Shoppers who took advantage of all those December promotions most likely got their apparel purchases for 30 percent off.
But while retail discounts remained rampant over the holidays, they also held steady in the days after Christmas — serving as the latest indication that the 2016 season may have topped original expectations.
Although the average apparel discount ticked slightly higher to 31.3 percent in December, the average amount of clothing on sale dropped nearly 8 percentage points, to 50.2 percent, according to the research firm Conlumino. But unlike 2015, when unseasonably warm weather left retailers with too much winter apparel on the rack, markdowns stayed consistent in the week that started Dec. 26.
"Given the better inventory positions entering and exiting the holiday period, we believe retailers were afforded a bit more flexibility in terms of discounting and adjusting the cadence as needed throughout the holiday period," Dana Telsey, CEO of the Telsey Advisory Group, told clients.
Discounts were less aggressive at Kohl's, which was a leader among moderately priced department stores, Telsey said. In general, promotions at higher-priced department stores were less extreme than their lower-priced counterparts. Similarly, while sales at specialty apparel stores were elevated, they appeared planned, she said.
Jefferies analyst Randal Konik told clients that some post-Christmas clearance levels at specialty shops were slightly higher than last year. But several used the post-holiday traffic boost as a means to introduce their mostly full-price spring product. That includes Gap and American Eagle.
Several analysts noted that foot traffic picked up right before Christmas, as last-minute shoppers took advantage of the extra Saturday. That bump continued in the days immediately following, as the federal holiday on Monday made it possible for more consumers to hit the mall.
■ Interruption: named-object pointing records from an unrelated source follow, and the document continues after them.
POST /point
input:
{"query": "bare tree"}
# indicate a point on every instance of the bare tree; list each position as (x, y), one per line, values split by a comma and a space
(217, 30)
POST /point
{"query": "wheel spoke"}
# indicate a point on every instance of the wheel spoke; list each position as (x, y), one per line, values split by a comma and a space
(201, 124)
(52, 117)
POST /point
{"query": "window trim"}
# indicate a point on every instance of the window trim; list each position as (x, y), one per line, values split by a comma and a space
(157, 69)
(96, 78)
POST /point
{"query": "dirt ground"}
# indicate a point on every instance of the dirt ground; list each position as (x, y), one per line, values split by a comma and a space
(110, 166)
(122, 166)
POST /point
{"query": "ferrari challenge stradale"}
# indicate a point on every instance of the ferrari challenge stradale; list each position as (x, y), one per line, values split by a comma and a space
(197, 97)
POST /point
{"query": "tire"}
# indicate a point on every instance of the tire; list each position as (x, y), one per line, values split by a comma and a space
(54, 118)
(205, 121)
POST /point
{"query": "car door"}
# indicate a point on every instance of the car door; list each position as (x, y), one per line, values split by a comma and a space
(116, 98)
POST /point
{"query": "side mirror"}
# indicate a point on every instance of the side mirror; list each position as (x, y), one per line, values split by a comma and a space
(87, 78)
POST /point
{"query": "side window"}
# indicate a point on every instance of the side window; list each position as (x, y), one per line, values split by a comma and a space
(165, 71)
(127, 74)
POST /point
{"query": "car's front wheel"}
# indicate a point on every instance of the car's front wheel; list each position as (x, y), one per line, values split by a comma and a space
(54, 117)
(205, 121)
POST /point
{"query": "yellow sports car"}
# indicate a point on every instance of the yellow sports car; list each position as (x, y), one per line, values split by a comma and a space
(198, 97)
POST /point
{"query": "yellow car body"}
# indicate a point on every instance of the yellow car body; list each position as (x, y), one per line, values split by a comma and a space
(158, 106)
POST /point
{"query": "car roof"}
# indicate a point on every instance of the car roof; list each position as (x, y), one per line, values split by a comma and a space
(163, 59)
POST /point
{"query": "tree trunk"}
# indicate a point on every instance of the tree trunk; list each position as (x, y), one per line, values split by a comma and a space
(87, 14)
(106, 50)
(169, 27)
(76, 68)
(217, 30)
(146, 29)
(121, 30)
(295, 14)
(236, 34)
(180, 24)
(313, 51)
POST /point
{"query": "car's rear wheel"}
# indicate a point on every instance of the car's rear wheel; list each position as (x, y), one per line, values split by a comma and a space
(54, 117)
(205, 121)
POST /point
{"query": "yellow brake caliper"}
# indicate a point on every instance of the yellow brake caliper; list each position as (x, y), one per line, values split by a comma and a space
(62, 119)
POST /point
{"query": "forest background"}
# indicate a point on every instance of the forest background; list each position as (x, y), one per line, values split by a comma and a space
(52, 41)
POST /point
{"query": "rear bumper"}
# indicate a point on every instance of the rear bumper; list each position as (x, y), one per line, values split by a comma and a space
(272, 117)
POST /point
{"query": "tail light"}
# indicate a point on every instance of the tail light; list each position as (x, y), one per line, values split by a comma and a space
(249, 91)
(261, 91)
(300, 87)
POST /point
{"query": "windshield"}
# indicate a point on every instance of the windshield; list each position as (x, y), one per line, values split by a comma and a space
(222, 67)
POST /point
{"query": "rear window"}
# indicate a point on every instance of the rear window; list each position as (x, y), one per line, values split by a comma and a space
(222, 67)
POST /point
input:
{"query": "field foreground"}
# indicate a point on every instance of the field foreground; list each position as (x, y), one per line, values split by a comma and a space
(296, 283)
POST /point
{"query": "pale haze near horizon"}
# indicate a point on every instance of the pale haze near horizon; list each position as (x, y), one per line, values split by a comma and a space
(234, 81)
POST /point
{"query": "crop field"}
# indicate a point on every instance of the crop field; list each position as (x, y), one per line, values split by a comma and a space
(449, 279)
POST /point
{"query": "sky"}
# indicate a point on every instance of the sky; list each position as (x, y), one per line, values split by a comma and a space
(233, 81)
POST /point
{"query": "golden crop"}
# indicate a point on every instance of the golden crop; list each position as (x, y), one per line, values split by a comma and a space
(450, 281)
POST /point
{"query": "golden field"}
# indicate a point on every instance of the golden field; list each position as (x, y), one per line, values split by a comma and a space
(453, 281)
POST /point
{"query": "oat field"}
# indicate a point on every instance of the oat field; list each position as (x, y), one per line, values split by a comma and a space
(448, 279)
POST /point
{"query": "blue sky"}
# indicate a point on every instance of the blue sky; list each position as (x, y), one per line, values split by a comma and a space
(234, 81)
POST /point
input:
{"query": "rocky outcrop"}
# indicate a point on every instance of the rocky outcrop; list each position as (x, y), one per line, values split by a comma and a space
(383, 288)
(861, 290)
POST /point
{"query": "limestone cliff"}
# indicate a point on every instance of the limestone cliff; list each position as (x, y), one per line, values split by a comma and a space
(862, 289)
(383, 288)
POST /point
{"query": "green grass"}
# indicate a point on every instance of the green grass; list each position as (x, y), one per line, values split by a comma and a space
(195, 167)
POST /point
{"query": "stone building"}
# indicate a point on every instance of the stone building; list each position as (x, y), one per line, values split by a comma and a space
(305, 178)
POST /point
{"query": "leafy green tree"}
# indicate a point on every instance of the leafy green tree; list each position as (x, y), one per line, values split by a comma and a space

Customer Growth Partners, a well-known retail research firm, last week lifted its forecast for November and December sales growth from 4.1 percent to 4.9 percent. Craig Johnson, the firm's president, credited last-minute shoppers, low unemployment rates and gas prices, and wage gains as contributors to what he says will be a better-than-expected season.
And on Tuesday, the International Council of Shopping Centers said that consumers spent 16 percent more this holiday than last season, and 4 percent more than they originally planned. The trade organization's survey, which polled more than 1,000 adults, found that more than half of shoppers waited until the final days before Christmas to complete their spending. On average, they spent $897 on gifts, dining and entertainment at shopping centers.
Yet even as sales are seen rising, not all retailers will benefit. Those who lowered prices but were not able to increase their volumes will lose, according to Conlumino. And as the race to the bottom intensifies, those retailers that constantly had to rely on widespread promotions will likely take a hit on their bottom lines.
"One of the things that will be really interesting is to see the margin results and the profitability results," Steve Barr, PwC's U.S. retail and consumer sector leader, told CNBC last week.
The market will have a better sense of how the season shook out this week, as retailers start releasing their December sales. The Commerce Department and the National Retail Federation will release their December and holiday sales results next week.
The National Retail Federation's forecast calls for 3.6 percent growth in November and December.